> -----Original Message-----
> From: tcwug-list-admin at tcwug.org [mailto:tcwug-list-admin at tcwug.org]On
> Behalf Of spencer at mail.tcopensys.com
>
> Although I may very well be wrong, becoming a legitamite
> co-op may be just as difficult and time consuming as becoming
> a NPO.  I
> would like to see the group solidify more on a "mission statement"
> before we decide how we are going to be treated in the real-world.
>
> I think we have to decide who and what we are before we
> decide 'how' we
> are.
> >
> >--
> >Daniel Taylor
> >dante at plethora.net
> >

All that written mission stuff has direct bearing on which IRS sections
apply and determine what you *can* be.

Getting to an approved 501c3 status (or other) is not easy these days
because so many have abused the system and there's a backlog.

The State of MN must first approve, then those Inc papers go to the IRS for
their review.
MN can and does approve things that the IRS will not: they don't have the
same purpose or rules.

It doesn't work to invent something and then try to tell IRS, state, et al,
what legal history really should be
  (they have been there and done that for a few hundred years already: TCWUG
hasn't).

Either design it to be something, including the IRS and other requirements,
or later discover whether it's allowed at all in the daydream form.

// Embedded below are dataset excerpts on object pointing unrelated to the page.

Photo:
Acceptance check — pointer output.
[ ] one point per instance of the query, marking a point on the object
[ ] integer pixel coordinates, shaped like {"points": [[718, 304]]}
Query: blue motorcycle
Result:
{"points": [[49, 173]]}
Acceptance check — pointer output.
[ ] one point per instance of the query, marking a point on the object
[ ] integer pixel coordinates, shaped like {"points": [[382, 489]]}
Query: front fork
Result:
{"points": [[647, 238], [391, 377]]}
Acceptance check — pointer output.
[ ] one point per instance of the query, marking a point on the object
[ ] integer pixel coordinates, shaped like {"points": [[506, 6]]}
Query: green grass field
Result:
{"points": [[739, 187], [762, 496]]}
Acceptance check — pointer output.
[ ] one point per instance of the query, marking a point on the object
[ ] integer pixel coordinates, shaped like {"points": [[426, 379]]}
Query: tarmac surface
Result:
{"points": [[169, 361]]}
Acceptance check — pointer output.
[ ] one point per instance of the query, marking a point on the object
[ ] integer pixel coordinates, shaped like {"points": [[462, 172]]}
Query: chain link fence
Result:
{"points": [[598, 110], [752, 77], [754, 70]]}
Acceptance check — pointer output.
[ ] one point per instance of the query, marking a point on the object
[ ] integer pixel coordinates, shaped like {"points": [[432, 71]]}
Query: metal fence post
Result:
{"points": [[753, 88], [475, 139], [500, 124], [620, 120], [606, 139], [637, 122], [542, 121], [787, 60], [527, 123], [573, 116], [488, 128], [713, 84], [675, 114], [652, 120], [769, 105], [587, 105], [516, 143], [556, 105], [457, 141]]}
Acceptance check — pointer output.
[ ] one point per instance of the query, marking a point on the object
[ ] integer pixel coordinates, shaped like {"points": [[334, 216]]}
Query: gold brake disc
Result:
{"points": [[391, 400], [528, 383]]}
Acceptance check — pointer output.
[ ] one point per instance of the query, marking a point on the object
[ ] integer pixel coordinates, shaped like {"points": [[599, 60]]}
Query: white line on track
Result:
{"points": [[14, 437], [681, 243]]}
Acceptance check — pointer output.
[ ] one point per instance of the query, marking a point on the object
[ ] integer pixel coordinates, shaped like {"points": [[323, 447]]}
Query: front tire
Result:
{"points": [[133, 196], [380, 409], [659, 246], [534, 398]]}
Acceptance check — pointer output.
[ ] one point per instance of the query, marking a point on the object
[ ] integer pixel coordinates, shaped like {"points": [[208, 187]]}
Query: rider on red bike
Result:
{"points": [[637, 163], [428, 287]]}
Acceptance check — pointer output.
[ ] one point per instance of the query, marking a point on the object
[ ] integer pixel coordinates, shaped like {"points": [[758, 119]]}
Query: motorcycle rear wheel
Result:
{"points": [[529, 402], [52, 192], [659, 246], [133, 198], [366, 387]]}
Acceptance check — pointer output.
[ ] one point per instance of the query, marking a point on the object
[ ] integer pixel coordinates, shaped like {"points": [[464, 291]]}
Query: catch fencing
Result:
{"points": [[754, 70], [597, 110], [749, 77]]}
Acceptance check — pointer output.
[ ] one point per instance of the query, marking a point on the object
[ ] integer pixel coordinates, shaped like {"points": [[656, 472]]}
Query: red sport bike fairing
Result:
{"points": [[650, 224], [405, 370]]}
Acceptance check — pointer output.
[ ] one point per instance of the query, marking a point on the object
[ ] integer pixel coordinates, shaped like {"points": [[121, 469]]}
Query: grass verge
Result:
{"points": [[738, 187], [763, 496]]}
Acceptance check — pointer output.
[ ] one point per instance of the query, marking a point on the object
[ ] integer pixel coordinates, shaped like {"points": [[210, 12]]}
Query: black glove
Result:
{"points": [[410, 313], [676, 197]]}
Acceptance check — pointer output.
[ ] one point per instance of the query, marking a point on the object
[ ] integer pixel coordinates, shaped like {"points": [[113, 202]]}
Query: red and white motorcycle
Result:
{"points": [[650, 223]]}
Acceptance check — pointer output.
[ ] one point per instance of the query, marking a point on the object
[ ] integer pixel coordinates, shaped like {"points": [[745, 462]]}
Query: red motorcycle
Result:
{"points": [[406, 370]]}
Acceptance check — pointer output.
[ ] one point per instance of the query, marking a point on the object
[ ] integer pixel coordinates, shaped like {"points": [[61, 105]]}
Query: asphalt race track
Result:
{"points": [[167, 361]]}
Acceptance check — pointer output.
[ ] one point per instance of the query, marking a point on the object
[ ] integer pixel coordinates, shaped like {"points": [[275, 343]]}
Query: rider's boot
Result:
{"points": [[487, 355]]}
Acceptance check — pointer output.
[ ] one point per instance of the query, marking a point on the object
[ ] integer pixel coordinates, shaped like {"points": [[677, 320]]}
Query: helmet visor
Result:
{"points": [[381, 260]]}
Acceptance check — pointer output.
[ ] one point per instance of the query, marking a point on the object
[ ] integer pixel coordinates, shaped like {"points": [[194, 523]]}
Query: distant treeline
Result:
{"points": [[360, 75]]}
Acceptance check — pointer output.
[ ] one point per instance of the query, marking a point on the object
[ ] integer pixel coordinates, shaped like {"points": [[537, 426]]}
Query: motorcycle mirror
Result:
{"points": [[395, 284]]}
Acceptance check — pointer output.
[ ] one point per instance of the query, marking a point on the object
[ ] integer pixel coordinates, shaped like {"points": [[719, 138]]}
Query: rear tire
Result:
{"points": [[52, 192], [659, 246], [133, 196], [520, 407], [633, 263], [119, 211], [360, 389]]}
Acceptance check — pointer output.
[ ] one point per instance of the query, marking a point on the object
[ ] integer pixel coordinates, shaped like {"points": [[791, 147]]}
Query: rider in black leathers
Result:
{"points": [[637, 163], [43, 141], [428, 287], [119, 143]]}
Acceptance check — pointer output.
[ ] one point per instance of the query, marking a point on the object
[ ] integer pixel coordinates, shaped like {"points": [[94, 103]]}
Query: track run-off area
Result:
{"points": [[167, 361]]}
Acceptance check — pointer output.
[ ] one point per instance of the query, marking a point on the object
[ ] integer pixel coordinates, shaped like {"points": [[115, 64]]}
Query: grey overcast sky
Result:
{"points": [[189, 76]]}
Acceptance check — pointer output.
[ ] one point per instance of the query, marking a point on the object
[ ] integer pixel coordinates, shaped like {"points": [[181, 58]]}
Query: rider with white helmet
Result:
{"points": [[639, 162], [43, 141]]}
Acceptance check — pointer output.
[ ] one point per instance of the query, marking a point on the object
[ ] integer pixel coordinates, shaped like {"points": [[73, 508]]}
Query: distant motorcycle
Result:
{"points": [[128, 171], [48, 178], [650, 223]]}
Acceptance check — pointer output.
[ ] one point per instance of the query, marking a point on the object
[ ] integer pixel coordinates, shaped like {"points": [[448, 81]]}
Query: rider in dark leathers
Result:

Group forums and open committees of the hopeful but uninformed are not a
good way to get this stuff done.

Better to have some folks draft something and present it for review and
comment.

Needs: 1) mission stuff (what);
       2) techie stuff at outline level for function and interface
requirements (how);
       3) org stuff about official meetings, officers,
          who can vote, decisions, revenues, properties, amendments,
          and a dissolution clause (who, where, when, etc).